Crossing Weak Bridges - Driving Fast or Slow?

  • Thread starter Thread starter Feynman Bongos
  • Start date Start date
  • Tags Tags
    Bridge Weak
AI Thread Summary
When crossing a bridge with questionable load-bearing capacity, the choice of speed can significantly impact safety. Driving slowly may reduce transverse stresses and vibrations, which are critical for weak structures. Conversely, driving fast could lead to increased stress on the bridge due to dynamic forces from acceleration. The type of bridge—whether trestle or suspension—also influences how stresses are distributed. Ultimately, cautious approaches, such as walking across first, are advisable when safety is a concern.
Feynman Bongos
Messages
3
Reaction score
0
If you need to cross a bridge and you have reason to worry about its load-bearing capacity, do you choose to drive across it fast, or slow, or does it not matter? What are the considerations?
 
Engineering news on Phys.org
Welcome to PF;
Decent question. How would you go about figuring it out?
How do the different stresses change with speed? How does the vehicle affect the road it is driving on?
 
Is the surface flat or real world bumpy? And is the shape also flat or humped?
 
Feynman Bongos said:
If you need to cross a bridge and you have reason to worry about its load-bearing capacity, do you choose to drive across it fast, or slow, or does it not matter? What are the considerations?

Welcome to the PF.

Is this question for schoolwork? You need to try to answer the question yourself, before we can offer much in the way of help. That's in the PF rules (see Site Info at the top of the page).
 
Ah, my schooldays were some while ago...
Last weekend I happened to see the old movie Around The World In Eighty Days. There's a scene where a train is about to go over just such a bridge. (Naturally the bridge is flat.) The driver chooses to back up so he can then have a good run at it in order to cross at top speed. But I wondered if that's preferable. On the one hand the structure will be under compression for a reduced time, on the other hand the vibration is likely to be greater... and I've seen signs before bridges requiring a low speed, but I've never seen one advising a high speed (there are of course other safety considerations relating to speed)... it may be that without specific construction details one can't very well get much further...?
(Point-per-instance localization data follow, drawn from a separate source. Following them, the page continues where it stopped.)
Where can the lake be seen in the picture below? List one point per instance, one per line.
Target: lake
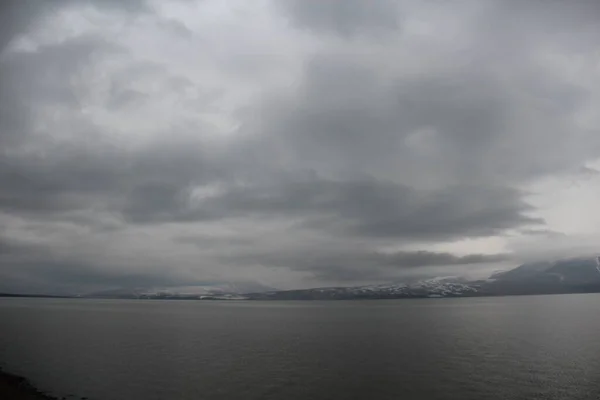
(535, 347)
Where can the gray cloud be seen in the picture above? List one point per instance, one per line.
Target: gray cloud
(345, 17)
(406, 139)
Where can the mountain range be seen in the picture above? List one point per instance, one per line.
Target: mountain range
(573, 275)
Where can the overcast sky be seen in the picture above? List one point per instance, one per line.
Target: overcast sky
(293, 143)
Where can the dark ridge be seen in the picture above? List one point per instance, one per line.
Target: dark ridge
(15, 387)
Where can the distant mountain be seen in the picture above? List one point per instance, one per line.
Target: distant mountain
(205, 291)
(437, 287)
(574, 275)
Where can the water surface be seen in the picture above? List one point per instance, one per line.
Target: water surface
(536, 347)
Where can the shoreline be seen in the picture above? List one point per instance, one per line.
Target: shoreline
(16, 387)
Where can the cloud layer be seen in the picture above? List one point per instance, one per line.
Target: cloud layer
(291, 143)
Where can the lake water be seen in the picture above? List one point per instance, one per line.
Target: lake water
(537, 347)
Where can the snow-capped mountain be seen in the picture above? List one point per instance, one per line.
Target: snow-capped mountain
(574, 275)
(436, 287)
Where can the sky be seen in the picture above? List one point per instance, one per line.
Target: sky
(293, 143)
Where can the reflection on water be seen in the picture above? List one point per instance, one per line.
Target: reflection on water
(538, 347)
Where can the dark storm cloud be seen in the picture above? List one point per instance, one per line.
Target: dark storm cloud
(345, 17)
(372, 208)
(399, 138)
(16, 16)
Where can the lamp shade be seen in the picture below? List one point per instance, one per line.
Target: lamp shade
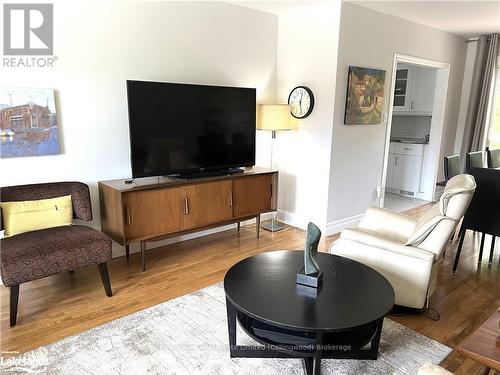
(275, 117)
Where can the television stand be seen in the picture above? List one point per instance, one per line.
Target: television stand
(210, 173)
(155, 208)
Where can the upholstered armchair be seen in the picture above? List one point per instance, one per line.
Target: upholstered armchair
(37, 254)
(406, 250)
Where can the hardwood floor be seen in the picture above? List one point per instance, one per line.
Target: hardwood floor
(53, 308)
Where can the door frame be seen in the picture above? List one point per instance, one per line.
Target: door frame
(431, 158)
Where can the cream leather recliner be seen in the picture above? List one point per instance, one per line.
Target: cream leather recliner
(406, 250)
PS I say 'compression' as it was a trestle design.
 
Last edited:
Real-world bumpy would mean the higher speed produces more transverse stresses - you want to go as slow as possible. Railways are quite bumpy - notice the clickity-clack?

If the surface is weak, but not very brittle, it still takes a finite time for a particular part to flex enough to break - so it may be possible to move off one part before it flexes enough to break where sitting on one spot for a while may have you fall through. But you can see that this will depend on materials.

If the supports are weak though - these things have to absorb transverse stresses as well is downwards compression. You can't really do anything about the weight of the train - but you can minimize transverse stresses by going slowly.

If the vehicle accelerates over the bridge - this just adds to the transverse stresses as the wheels push on the bridge. A vehicle will have to apply some force the the bridge surface if it is not to slow down. anyway of course.

And you are right about the vibration.

If you had to walk over eggs, would you be best to go slowly or quickly?
How about if you had to walk over loose bricks standing on end?

Anyway - it reminded me of something but I don't want to hijack so I put it in another thread.
 
Last edited:
I have just observed that in the original novel the bridge is, unusually for a railway, a suspension not as in the film a trestle structure. I would think that the characteristics of a suspension bridge would increase relative to those of vertical compression (or tension) the effects of longitudinal and transverse stresses, and give added weight, so to speak, to the argument for slowness.

Personally, I'd be inclined to get out and walk across first.